Reproductive hormones & eating behavior

Estradiol & progesterone

Estradiol plays a role in normal food intake, with data across animal species showing an inhibiting effect of estradiol [1012]. In women, food intake decreases throughout the follicular phase of the menstrual cycle and is lowest during periovulation when estradiol concentrations are at their highest [1316]. In rodents, food intake decreases the night following the LH surge, corresponding to the night of ovulation and estrus [13,17]. Estradiol concentrations are at their highest immediately prior to the LH surge and lowest during estrus [18]. However, the physiological effects of estradiol can last more than 12 h, so the decrease in food intake prior to the LH surge may be due to the preceding increase in estradiol [13].

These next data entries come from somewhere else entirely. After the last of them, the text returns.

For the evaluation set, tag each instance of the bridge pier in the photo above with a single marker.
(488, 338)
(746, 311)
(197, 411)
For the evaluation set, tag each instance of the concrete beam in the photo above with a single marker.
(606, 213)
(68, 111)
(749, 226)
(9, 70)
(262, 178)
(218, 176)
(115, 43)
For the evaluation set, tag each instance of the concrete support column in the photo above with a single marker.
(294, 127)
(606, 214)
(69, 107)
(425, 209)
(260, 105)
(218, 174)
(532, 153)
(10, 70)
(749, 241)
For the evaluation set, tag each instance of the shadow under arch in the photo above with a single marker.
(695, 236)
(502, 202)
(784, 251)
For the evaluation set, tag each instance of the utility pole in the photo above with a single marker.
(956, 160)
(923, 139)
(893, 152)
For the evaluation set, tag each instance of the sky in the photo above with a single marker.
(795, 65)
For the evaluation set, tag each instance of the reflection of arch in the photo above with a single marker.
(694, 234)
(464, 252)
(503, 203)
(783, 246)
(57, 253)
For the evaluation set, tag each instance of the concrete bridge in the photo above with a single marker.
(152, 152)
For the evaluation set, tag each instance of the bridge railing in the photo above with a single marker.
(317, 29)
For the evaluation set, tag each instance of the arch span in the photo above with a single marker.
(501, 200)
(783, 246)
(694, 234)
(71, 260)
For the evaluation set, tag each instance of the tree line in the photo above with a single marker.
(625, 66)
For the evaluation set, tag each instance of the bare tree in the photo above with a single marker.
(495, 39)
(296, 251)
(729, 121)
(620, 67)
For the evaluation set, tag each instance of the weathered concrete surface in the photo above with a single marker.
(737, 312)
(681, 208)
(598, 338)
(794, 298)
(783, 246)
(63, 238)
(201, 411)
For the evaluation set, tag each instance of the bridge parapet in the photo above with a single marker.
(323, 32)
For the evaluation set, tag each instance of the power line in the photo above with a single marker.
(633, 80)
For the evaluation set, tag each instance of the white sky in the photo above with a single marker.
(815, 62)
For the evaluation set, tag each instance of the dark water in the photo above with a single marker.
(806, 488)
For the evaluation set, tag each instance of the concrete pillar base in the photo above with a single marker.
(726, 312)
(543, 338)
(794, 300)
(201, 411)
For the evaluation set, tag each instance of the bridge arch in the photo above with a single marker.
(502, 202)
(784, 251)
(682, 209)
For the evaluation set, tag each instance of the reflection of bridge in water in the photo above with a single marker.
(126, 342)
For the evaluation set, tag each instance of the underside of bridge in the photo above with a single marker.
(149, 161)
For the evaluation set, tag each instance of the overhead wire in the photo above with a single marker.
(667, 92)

Providing more substantial evidence for the role of estrogens in food intake, animals that are ovariectomized (ovaries removed) exhibit an increase in food intake, which is reversed with the administration of estradiol [19,20]. The inhibitory effect of estradiol is only present post-pubertally [21,22], and the decrease in food intake results from changes in meal size (compared with a decrease in number of meals), suggesting that estradiol may advance the onset of satiety [11,23].

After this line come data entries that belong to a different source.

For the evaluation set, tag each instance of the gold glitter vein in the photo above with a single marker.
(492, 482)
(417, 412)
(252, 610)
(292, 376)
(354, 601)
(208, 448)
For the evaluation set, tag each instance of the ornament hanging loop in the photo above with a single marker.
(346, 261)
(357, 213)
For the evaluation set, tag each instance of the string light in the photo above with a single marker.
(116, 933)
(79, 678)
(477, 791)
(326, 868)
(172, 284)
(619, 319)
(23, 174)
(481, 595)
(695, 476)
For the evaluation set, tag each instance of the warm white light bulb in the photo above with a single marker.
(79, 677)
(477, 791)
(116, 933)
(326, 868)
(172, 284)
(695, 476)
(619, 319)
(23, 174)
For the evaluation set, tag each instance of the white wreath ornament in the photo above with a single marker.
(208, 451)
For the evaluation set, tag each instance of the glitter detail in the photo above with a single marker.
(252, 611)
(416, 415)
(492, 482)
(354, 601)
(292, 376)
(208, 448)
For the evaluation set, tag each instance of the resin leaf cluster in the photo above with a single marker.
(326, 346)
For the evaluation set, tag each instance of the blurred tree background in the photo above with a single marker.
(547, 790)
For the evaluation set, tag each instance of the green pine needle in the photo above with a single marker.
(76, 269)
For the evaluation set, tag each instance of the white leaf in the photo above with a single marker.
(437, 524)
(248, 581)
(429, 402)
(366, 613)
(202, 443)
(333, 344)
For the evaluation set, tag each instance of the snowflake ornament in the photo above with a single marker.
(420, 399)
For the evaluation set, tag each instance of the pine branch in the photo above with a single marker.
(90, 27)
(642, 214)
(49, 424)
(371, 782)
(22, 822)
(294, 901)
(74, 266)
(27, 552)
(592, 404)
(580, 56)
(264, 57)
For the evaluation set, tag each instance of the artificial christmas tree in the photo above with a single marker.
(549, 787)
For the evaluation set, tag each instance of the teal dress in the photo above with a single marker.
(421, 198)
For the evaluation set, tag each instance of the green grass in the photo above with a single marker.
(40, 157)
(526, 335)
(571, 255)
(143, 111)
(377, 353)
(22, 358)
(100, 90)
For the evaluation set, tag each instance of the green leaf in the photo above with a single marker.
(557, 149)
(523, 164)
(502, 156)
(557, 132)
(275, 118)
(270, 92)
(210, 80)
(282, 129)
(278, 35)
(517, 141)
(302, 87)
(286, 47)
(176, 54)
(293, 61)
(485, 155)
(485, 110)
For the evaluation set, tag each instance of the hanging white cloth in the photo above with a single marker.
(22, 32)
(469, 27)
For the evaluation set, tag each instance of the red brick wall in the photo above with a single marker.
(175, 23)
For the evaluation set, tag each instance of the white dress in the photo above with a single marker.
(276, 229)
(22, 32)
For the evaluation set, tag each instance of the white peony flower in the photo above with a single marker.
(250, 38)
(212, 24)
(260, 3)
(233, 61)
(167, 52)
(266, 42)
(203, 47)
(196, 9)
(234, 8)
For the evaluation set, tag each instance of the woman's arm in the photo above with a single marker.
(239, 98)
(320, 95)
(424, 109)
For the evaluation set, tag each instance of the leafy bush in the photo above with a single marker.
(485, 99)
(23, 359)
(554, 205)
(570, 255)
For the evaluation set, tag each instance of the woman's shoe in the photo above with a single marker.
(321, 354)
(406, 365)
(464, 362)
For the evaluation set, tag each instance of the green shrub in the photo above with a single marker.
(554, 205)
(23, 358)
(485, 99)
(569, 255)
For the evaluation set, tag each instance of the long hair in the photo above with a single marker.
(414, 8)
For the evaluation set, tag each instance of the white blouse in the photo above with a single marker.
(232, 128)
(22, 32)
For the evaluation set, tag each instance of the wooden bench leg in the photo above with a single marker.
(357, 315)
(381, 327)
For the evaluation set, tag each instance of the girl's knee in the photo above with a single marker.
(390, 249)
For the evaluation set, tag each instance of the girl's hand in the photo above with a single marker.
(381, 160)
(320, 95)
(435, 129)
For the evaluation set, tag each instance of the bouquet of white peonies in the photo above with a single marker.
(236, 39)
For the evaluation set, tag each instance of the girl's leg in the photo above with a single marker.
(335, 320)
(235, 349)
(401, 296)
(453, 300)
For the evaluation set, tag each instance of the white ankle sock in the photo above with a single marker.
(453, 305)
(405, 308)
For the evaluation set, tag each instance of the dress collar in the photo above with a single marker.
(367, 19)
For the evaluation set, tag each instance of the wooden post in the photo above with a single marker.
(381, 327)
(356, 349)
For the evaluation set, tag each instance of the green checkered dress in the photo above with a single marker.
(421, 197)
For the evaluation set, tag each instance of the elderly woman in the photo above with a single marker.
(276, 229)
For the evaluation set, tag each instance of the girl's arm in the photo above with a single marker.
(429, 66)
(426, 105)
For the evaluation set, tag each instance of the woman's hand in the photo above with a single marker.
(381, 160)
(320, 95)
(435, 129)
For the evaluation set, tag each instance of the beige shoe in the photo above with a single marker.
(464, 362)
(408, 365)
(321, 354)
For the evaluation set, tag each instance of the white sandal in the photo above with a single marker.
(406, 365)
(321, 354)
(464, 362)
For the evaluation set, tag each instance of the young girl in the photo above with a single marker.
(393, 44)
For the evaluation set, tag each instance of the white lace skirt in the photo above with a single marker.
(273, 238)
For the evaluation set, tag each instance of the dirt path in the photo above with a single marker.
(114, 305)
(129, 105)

In contrast to estradiol, ovariectomized rodents and healthy women exhibit no changes in food intake when treated with progesterone alone [11,24]. During the premenstrual period, when progesterone concentrations are high, a peak in food intake is observed in women [14]. However, this occurs only in the presence of estrogens. Thus, it appears that progesterone does not have a direct effect on food intake [24,25]; rather, it is a neutral antagonist to the effects of estradiol, only increasing food intake in the presence of estradiol [12,25] by blocking its inhibitory effects. Thus, in the luteal phase, it is progesterone’s antagonism of estradiol that increases food intake rather than the luteal phase increase in progesterone per se [12].

Testosterone

In contrast to estradiol, testosterone stimulates food intake by increasing the number of meals rather than the size of the meal [13,26]. In addition, neonatal exposure to testosterone in female mice enhances food intake during adulthood [27], likely through the prenatal organization of neural circuits. However, compared with estradiol and progesterone, much less is known about testosterone’s role in stimulating food intake [13].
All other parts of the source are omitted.